Hartzkritik

Jubiläum der Agenda 2010 – Eigentlich sollte getrauert werden!

2003 verabschiedete die damalige Regierung aus SPD und Grünen die Arbeitsmarktreform. Das VW-Vorstandsmitglied Peter Hartz überreichte damals Bundeskanzler Schröder die Vorschlage einer Kommission aus hauptsächlich Wirtschaftsvertretern und lediglich einer Gewerkschaftsvertreterin zum neuen Gesetz für moderne Dienstleistungen am Arbeitsmarkt medienwirksam in Form einer CD. Die Vorschläge wurden nie eins zu eins umgesetzt. So bedeutete diese Arbeitsmarktreform für viele Arbeitslose, aber auch Arbeitende die Einschränkung ihrer durch das Grundgesetz eigentlich verbürgten Rechte!

Ohne die Absicherung eines ausreichenden flächendeckenden Mindestlohnes musste jeder arbeitsfähige Arbeitslose jede Art von Arbeit annehmen. Dies bedeutet bis heute, dass das verbürgte Recht auf die freie Wahl des Arbeitsplatzes untergraben wurde.
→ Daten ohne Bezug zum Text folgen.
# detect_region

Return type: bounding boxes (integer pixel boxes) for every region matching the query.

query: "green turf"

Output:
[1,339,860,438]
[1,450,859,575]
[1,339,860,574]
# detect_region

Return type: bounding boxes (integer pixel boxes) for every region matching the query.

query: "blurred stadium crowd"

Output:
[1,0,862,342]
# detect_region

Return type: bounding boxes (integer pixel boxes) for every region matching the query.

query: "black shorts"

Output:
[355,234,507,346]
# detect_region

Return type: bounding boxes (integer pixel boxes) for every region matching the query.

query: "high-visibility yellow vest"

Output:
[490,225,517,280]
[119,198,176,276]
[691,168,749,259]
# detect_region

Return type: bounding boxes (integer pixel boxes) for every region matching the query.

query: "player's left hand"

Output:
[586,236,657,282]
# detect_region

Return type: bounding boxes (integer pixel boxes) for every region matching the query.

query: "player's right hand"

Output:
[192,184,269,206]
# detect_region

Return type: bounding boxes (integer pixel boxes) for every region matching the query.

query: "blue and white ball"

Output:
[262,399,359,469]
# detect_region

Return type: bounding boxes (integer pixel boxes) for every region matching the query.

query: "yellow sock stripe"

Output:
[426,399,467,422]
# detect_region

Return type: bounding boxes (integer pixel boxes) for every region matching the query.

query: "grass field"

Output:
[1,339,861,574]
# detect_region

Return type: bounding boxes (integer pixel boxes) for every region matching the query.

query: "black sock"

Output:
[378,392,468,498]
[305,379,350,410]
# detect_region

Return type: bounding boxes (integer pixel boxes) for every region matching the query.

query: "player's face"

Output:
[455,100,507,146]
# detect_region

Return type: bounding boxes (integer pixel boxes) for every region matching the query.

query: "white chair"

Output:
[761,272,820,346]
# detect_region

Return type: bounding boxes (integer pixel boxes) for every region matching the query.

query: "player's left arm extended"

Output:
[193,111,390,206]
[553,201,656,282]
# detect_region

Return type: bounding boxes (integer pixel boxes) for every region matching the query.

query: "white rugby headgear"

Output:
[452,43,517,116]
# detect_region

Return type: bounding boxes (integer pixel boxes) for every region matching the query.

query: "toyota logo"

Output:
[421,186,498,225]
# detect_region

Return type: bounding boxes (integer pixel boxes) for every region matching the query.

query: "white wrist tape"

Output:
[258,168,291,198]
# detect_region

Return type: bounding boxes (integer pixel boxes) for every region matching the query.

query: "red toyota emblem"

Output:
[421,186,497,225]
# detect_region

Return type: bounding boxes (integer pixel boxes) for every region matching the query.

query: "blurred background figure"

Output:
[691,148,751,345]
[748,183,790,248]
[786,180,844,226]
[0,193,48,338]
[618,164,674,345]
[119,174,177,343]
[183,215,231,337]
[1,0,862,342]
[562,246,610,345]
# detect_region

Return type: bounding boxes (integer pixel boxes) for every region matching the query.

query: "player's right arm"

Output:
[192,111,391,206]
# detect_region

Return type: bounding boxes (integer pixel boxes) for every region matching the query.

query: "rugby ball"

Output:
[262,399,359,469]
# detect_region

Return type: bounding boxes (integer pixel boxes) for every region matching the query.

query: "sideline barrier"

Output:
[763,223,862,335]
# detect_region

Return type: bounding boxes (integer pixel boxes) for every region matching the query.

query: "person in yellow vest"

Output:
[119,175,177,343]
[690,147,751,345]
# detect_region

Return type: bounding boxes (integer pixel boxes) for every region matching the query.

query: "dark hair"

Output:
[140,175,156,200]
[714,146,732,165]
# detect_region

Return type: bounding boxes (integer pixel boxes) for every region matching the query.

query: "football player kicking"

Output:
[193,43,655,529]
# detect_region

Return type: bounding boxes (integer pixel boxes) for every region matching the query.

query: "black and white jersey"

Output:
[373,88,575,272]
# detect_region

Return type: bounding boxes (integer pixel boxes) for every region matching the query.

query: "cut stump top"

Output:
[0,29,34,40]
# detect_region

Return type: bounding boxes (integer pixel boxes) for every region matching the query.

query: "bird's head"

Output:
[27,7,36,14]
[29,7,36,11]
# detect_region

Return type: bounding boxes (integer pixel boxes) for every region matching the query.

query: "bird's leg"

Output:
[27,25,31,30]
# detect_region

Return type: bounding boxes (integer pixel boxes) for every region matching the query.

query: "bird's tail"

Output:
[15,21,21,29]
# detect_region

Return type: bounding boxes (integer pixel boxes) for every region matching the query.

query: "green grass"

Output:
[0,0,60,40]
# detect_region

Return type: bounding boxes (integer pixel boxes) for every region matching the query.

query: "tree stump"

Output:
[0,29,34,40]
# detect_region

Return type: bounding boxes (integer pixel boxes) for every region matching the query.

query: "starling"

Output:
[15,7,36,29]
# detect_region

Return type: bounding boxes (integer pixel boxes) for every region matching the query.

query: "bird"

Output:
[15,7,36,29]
Der Regelsatz im Alg II-Bezug wurde verfassungswiderechtlich niedrig weit unterhalb des Vorschlags der Hartzkommission von 500,- € von der Politik festgelegt und später vom Bundesverfassungsgericht muniert, allerdings auch danach nie verfassungsrechtlich festgeschrieben, sondern immer wieder „schöngerechnet“. Dadurch bekamen die Tafeln – ursprünglich Anlaufstation für hungernde Obdachlose – den Status von Erfüllungsgehilfen der versagenden deutschen Sozialpolitik.

Durch Freischaltung der Leih- und Zeitarbeit und die Einführung sogenannter Minijobs wurden zigtausend gut bezahlte Arbeitsplätze vernichtet. Die daraus resultierenden Arbeitslosen bekamen zum großen Teil nie wieder gleichwertig bezahlte Arbeitsplätze. Selbst gut ausgebildeten Fachkräften wurde nach einem Jahr Arbeitslosigkeit der Status eines Hilfsarbeiters übergestülpt.

Mit dieser Arbeitsmarktreform ging den Gewerkschaften erhebliche Kraft verloren und bedeutete damit für den größeren Teil der arbeitenden Bevölkerung über Jahre einen erheblichen Reallohnverlust. Damit war die Umverteilung von Vermögen von unten nach oben in Stein gemeißelt.

Selbst das verbürgte Recht auf die freie Wahl des Wohnortes wurde die Handhabung der Übernahme der Kosten für das Wohnen eingeschränkt. Ja selbst der Gleichbehandlungsgrundsatz, der sich aus der deutschen Verfassung ergibt, wurde an manchen Stellen in den Sozialgesetzbüchern eingeschränkt.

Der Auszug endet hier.